Frequency - the more frequently that we train, the more regularly we can provide a stimulus to the tissue to initiate the chemical cascade that leads to hypertrophy. However, we need to ensure that this isn’t so frequent that we inhibit the ability of the tissue to adapt and recover between training sessions. Typically 48-72 hours between sessions of the same muscle group is appropriate.
Tempo - this variable can be used to place a greater eccentric training stress on the tissue, which can be a key factor in stimulating hypertrophy responses. It is also a way to initiate greater levels of muscle damage and metabolic stress, owing to the increased time under tension that the tissue experiences. Increasing the eccentric portion of the lift (at a heavy enough load to stimulate adaptation) can be a useful way to achieve hypertrophy and overload.

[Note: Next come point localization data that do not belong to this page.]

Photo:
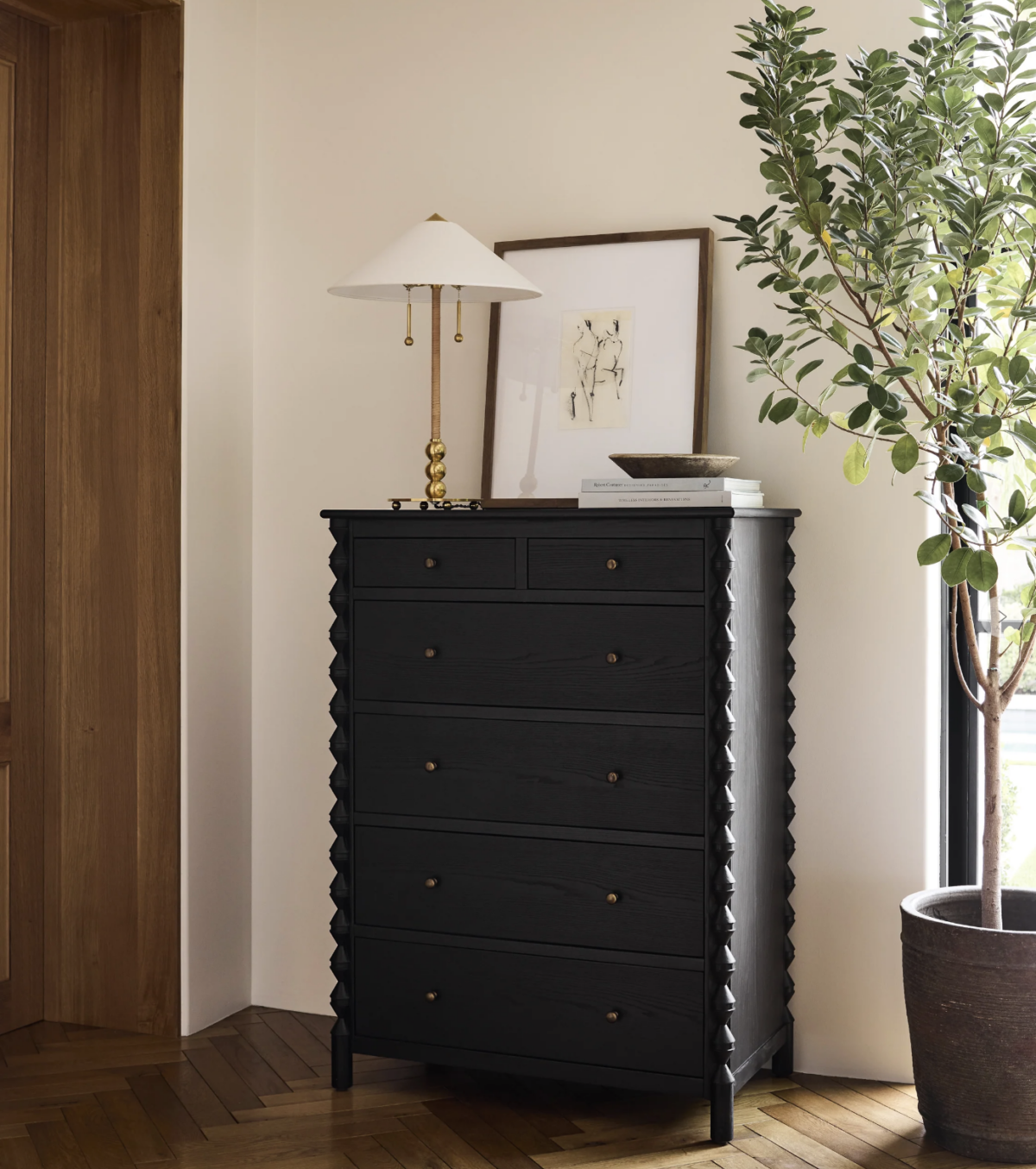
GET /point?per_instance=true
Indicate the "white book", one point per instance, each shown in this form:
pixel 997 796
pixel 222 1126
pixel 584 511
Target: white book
pixel 670 499
pixel 628 485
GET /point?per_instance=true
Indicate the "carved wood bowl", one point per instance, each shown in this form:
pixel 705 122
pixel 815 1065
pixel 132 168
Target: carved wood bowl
pixel 673 466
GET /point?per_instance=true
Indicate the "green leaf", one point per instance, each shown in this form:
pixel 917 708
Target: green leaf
pixel 986 131
pixel 905 454
pixel 934 550
pixel 784 409
pixel 808 370
pixel 976 482
pixel 986 425
pixel 766 406
pixel 950 472
pixel 956 566
pixel 856 464
pixel 982 571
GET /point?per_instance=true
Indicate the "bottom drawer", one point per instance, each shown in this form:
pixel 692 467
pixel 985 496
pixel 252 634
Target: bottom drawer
pixel 523 1004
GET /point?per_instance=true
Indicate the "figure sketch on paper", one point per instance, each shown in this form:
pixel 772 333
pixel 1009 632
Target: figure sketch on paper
pixel 596 369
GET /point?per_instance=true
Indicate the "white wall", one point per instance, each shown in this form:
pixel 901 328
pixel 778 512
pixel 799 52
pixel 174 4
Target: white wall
pixel 217 509
pixel 371 117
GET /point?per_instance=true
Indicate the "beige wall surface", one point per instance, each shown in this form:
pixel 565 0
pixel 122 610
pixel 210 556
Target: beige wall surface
pixel 217 597
pixel 371 116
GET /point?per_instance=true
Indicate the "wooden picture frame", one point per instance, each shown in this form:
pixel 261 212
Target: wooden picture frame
pixel 702 325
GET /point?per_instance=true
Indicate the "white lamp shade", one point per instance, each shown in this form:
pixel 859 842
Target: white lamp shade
pixel 435 251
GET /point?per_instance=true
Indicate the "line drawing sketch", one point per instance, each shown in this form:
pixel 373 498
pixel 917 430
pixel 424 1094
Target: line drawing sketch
pixel 594 382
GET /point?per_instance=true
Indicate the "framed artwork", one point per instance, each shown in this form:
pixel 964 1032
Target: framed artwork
pixel 612 358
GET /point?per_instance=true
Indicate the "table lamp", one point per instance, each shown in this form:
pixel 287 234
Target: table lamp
pixel 431 256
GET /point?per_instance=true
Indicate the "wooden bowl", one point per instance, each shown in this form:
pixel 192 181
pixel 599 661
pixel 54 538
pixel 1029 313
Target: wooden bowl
pixel 673 466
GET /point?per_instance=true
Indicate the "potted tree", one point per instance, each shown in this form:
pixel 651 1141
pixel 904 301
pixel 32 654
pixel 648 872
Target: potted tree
pixel 901 238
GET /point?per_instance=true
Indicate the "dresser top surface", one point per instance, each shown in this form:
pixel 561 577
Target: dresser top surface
pixel 464 515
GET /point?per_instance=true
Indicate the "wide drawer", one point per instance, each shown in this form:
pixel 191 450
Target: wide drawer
pixel 521 1004
pixel 531 890
pixel 643 565
pixel 433 562
pixel 590 774
pixel 578 656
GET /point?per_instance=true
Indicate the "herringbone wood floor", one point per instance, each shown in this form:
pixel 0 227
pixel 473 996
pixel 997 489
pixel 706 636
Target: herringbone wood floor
pixel 255 1090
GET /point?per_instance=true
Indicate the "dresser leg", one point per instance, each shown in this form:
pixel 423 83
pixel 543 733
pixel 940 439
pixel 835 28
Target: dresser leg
pixel 722 1127
pixel 340 1058
pixel 784 1058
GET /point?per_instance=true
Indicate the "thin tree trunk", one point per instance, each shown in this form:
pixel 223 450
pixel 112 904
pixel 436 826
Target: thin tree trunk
pixel 992 913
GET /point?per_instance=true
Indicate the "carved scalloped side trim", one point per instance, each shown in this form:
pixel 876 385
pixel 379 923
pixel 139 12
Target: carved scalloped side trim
pixel 340 887
pixel 722 803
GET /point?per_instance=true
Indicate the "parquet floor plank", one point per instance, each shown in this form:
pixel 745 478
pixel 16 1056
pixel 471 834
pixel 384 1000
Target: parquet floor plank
pixel 96 1138
pixel 142 1139
pixel 56 1147
pixel 275 1051
pixel 22 1154
pixel 198 1098
pixel 300 1039
pixel 167 1112
pixel 254 1092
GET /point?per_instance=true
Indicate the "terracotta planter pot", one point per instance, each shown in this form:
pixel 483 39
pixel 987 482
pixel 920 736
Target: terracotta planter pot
pixel 970 1001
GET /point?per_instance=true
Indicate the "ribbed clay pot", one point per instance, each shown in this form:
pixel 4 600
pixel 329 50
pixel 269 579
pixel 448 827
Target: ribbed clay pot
pixel 970 1002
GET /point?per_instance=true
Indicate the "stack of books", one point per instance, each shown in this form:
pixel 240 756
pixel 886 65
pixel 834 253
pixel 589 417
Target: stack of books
pixel 672 494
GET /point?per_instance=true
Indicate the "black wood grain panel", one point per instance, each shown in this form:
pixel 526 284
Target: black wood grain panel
pixel 524 654
pixel 650 565
pixel 531 773
pixel 527 1006
pixel 758 745
pixel 531 890
pixel 455 562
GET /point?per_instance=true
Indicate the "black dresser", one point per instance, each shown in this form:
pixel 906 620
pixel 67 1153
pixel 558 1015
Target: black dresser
pixel 561 776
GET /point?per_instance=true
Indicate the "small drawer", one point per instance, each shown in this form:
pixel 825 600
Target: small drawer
pixel 433 562
pixel 603 657
pixel 570 892
pixel 673 566
pixel 521 1004
pixel 590 774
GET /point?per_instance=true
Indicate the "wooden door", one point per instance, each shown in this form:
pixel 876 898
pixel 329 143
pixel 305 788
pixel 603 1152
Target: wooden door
pixel 23 68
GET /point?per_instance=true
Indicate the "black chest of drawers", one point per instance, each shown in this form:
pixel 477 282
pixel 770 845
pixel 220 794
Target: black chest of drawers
pixel 561 776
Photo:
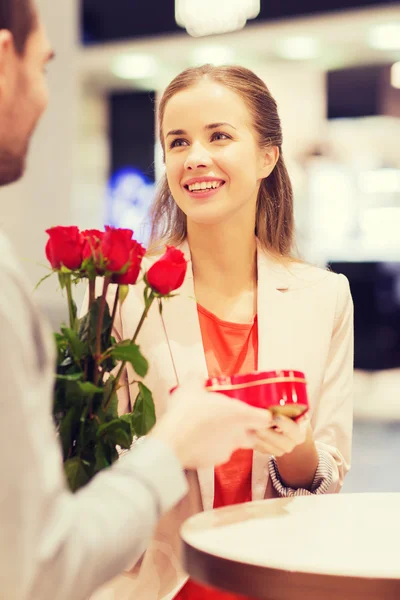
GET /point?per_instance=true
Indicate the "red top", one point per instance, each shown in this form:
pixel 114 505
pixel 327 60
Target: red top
pixel 229 348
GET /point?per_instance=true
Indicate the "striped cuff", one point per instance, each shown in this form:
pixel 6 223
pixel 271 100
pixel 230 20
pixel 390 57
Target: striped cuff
pixel 320 485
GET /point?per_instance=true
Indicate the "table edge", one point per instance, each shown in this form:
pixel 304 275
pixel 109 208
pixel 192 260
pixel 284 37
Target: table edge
pixel 279 584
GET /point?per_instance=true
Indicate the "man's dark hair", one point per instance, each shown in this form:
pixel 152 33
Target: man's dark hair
pixel 18 17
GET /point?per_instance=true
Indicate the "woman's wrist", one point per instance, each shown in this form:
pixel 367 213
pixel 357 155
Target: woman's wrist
pixel 297 468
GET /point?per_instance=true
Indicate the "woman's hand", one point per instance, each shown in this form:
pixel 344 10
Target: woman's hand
pixel 292 444
pixel 284 438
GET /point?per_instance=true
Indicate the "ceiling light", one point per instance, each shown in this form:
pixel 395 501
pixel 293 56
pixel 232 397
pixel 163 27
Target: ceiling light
pixel 298 48
pixel 385 37
pixel 209 17
pixel 134 66
pixel 214 55
pixel 395 75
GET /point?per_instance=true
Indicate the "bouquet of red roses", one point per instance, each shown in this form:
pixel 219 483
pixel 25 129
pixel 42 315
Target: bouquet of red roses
pixel 90 361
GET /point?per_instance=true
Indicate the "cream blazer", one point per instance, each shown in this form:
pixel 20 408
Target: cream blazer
pixel 305 322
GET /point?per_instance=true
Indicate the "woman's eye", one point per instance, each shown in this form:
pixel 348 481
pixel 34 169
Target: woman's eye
pixel 177 143
pixel 218 135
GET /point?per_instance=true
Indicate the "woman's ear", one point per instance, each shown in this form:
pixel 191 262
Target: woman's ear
pixel 7 54
pixel 269 158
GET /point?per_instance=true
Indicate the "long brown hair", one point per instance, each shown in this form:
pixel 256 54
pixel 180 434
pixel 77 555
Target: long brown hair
pixel 274 225
pixel 18 16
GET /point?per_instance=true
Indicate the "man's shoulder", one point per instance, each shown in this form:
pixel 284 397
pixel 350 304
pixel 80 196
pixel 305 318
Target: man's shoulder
pixel 9 265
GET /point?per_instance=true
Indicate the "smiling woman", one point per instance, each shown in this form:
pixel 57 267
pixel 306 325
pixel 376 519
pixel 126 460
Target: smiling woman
pixel 246 304
pixel 249 142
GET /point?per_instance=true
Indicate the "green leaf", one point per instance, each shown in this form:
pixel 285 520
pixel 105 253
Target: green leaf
pixel 68 428
pixel 117 431
pixel 63 278
pixel 71 377
pixel 89 388
pixel 123 293
pixel 143 416
pixel 78 348
pixel 75 472
pixel 128 352
pixel 103 459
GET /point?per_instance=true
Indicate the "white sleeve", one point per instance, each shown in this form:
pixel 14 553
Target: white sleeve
pixel 332 421
pixel 55 545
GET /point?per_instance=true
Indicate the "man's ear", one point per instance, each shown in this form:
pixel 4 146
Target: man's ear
pixel 269 158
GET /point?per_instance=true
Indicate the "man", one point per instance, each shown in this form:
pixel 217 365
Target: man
pixel 55 545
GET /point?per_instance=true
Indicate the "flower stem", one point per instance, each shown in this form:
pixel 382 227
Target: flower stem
pixel 99 330
pixel 169 345
pixel 115 309
pixel 92 289
pixel 147 307
pixel 68 286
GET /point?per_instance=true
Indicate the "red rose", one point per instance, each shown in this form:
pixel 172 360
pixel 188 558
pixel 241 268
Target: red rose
pixel 168 273
pixel 135 260
pixel 92 239
pixel 64 248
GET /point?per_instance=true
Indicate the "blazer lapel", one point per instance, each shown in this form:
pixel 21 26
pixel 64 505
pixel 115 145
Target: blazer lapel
pixel 274 340
pixel 184 334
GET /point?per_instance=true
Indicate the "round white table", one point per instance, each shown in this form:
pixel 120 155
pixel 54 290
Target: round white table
pixel 330 547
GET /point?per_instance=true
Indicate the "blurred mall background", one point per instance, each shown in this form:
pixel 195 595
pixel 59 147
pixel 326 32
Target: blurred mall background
pixel 335 73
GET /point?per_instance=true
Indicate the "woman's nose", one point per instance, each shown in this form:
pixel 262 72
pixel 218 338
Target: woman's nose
pixel 197 158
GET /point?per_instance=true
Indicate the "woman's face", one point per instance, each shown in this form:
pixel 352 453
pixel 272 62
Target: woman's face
pixel 213 160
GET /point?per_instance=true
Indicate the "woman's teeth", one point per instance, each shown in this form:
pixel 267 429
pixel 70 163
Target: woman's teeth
pixel 204 185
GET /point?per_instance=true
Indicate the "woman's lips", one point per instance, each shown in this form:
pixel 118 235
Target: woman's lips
pixel 204 193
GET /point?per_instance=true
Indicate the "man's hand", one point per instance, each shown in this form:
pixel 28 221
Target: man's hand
pixel 205 428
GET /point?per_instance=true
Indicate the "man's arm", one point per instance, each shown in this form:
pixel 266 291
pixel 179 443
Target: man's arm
pixel 53 544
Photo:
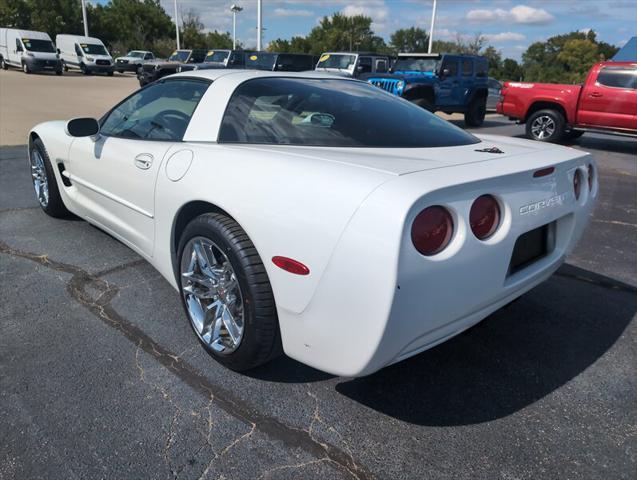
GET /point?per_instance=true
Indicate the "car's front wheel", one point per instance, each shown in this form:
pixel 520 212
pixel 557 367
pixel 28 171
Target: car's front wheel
pixel 44 183
pixel 226 293
pixel 545 126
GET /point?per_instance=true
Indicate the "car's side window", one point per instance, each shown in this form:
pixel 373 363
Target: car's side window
pixel 618 77
pixel 451 64
pixel 467 67
pixel 161 111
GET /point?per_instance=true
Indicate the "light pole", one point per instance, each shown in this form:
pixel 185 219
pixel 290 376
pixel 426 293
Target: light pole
pixel 177 25
pixel 84 18
pixel 259 24
pixel 234 9
pixel 431 30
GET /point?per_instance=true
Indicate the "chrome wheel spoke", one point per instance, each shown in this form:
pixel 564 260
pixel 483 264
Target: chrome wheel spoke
pixel 38 174
pixel 212 295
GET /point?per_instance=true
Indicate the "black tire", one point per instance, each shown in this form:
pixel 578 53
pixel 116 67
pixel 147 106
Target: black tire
pixel 572 134
pixel 261 341
pixel 554 126
pixel 425 102
pixel 474 116
pixel 55 207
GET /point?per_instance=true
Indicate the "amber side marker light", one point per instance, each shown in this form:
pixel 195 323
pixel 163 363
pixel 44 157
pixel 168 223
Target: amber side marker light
pixel 290 265
pixel 577 184
pixel 543 172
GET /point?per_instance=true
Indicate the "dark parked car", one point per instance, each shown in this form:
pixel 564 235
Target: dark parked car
pixel 151 71
pixel 353 64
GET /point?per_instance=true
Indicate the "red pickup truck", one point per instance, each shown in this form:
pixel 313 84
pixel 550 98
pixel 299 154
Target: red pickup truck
pixel 605 103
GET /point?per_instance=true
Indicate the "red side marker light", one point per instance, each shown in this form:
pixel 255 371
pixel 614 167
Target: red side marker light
pixel 543 172
pixel 291 265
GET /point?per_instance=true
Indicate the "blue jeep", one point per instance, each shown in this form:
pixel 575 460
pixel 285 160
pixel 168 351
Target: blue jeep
pixel 447 83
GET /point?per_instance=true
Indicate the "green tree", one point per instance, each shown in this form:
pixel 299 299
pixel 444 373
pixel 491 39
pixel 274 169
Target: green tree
pixel 15 14
pixel 577 56
pixel 409 40
pixel 342 32
pixel 554 60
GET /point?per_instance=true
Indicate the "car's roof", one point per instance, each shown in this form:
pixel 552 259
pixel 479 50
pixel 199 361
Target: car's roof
pixel 239 76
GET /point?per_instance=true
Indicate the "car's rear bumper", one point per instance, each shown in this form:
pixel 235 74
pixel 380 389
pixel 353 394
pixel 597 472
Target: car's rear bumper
pixel 38 65
pixel 379 301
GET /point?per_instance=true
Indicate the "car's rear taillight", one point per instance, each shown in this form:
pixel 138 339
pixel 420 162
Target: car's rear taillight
pixel 577 184
pixel 432 230
pixel 484 216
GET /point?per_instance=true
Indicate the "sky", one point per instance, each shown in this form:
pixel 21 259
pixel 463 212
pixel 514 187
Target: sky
pixel 510 26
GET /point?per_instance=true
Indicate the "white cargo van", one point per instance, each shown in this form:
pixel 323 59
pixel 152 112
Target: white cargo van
pixel 87 54
pixel 30 51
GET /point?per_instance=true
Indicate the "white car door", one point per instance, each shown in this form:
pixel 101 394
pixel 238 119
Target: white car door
pixel 115 174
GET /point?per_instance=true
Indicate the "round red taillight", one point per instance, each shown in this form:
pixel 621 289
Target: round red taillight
pixel 577 184
pixel 432 230
pixel 484 217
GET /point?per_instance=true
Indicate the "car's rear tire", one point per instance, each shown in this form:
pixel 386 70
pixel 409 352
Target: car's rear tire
pixel 546 126
pixel 46 188
pixel 226 293
pixel 474 116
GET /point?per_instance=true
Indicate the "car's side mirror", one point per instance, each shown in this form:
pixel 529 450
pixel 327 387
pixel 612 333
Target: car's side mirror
pixel 82 127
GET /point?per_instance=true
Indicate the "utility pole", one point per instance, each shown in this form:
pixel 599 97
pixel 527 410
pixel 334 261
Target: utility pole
pixel 177 25
pixel 259 24
pixel 84 18
pixel 234 9
pixel 431 30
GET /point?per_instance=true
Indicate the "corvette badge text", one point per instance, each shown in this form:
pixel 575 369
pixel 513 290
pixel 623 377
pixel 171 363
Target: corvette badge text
pixel 549 202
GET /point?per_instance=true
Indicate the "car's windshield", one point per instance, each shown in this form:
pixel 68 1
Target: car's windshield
pixel 33 45
pixel 413 64
pixel 219 56
pixel 179 56
pixel 331 113
pixel 332 60
pixel 93 49
pixel 260 61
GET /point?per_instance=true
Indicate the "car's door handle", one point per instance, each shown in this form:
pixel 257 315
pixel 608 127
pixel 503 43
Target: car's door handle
pixel 144 161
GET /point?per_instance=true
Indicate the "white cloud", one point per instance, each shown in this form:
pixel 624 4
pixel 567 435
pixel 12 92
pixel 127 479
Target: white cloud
pixel 504 37
pixel 292 12
pixel 520 14
pixel 376 9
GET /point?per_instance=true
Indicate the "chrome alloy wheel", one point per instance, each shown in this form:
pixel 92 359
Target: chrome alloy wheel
pixel 38 173
pixel 212 295
pixel 543 127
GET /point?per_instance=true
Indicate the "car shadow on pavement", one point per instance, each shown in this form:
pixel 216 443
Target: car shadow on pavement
pixel 513 358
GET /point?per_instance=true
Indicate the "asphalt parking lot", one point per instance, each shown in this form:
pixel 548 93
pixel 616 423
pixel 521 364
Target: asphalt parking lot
pixel 101 376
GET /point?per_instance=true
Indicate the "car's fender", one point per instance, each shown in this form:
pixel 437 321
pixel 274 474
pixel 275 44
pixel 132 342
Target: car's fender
pixel 289 205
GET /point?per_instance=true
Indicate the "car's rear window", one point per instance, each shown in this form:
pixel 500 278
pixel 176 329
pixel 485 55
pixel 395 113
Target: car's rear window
pixel 331 113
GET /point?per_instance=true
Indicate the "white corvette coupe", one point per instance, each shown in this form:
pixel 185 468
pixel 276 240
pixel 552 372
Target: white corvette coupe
pixel 315 214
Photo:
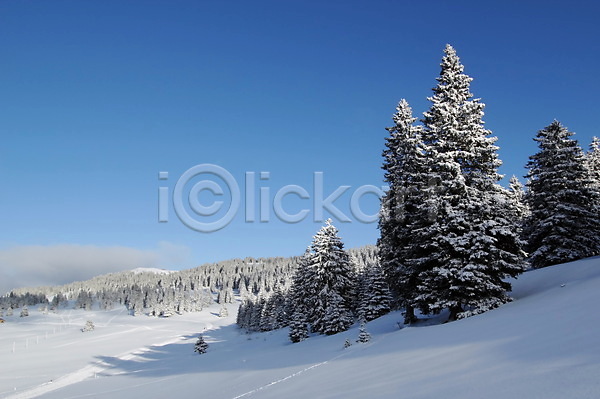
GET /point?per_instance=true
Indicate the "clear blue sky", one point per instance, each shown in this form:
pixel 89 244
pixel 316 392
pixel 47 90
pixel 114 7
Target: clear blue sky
pixel 97 97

Load - heavier loads (5-10RM) are generally superior to lighter loads for inducing hypertrophy unless taken to failure (Burd et al., 2010). Lighter loads may not be sufficient for fatiguing high threshold motor units, however, owing to the size principle. This is a key consideration for sports performance versus that of bodybuilding goals.
Rest - this can be manipulated to initiate higher or lower metabolic stress in the tissue. For example, if we took an intra-set rest period between reps we would reduce the metabolic stress placed on the tissue, and conversely, reductions in rest would increase the total metabolic stress experienced by the tissue.
In summary, there are some key principles that are unchanging when training for hypertrophy. It is important that we know what it is we are hoping to achieve, what adaptation this looks like, and how our programme will drive these adaptive responses. The overload and specificity principles underpin all training programmes, as they direct whether, and to what extent, the body will adapt. The principles of mechanical tension, metabolic stress and muscle damage will then determine whether we achieve our goal of hypertrophy.
If you have enjoyed this article, then subscribe to the mailing list for regular content around training and performance!
Burd NA, West DW, Staples AW, Atherton PJ, Baker JM, Moore DR, Holwerda AM, Parise G, Rennie MJ, Baker SK, Phillips SM. Low-load high volume resistance exercise stimulates muscle protein synthesis more than high-load low volume resistance exercise in young men. PLoS One. 2010 Aug 9;5(8):e12033.
Schoenfeld BJ. The mechanisms of muscle hypertrophy and their application to resistance training. J Strength Cond Res. 2010 Oct;24(10):2857-72.
Zou, Kai & Meador, Bejamin & Johnson, Brian & Huntsman, Heather & Valero, Maria Carmen & Boppart, Marni. (2011). The α7B1 Integrin Promotes Skeletal Muscle Hypertrophy Following Eccentric Exercise. Medicine & Science in Sports & Exercise. 43. 412.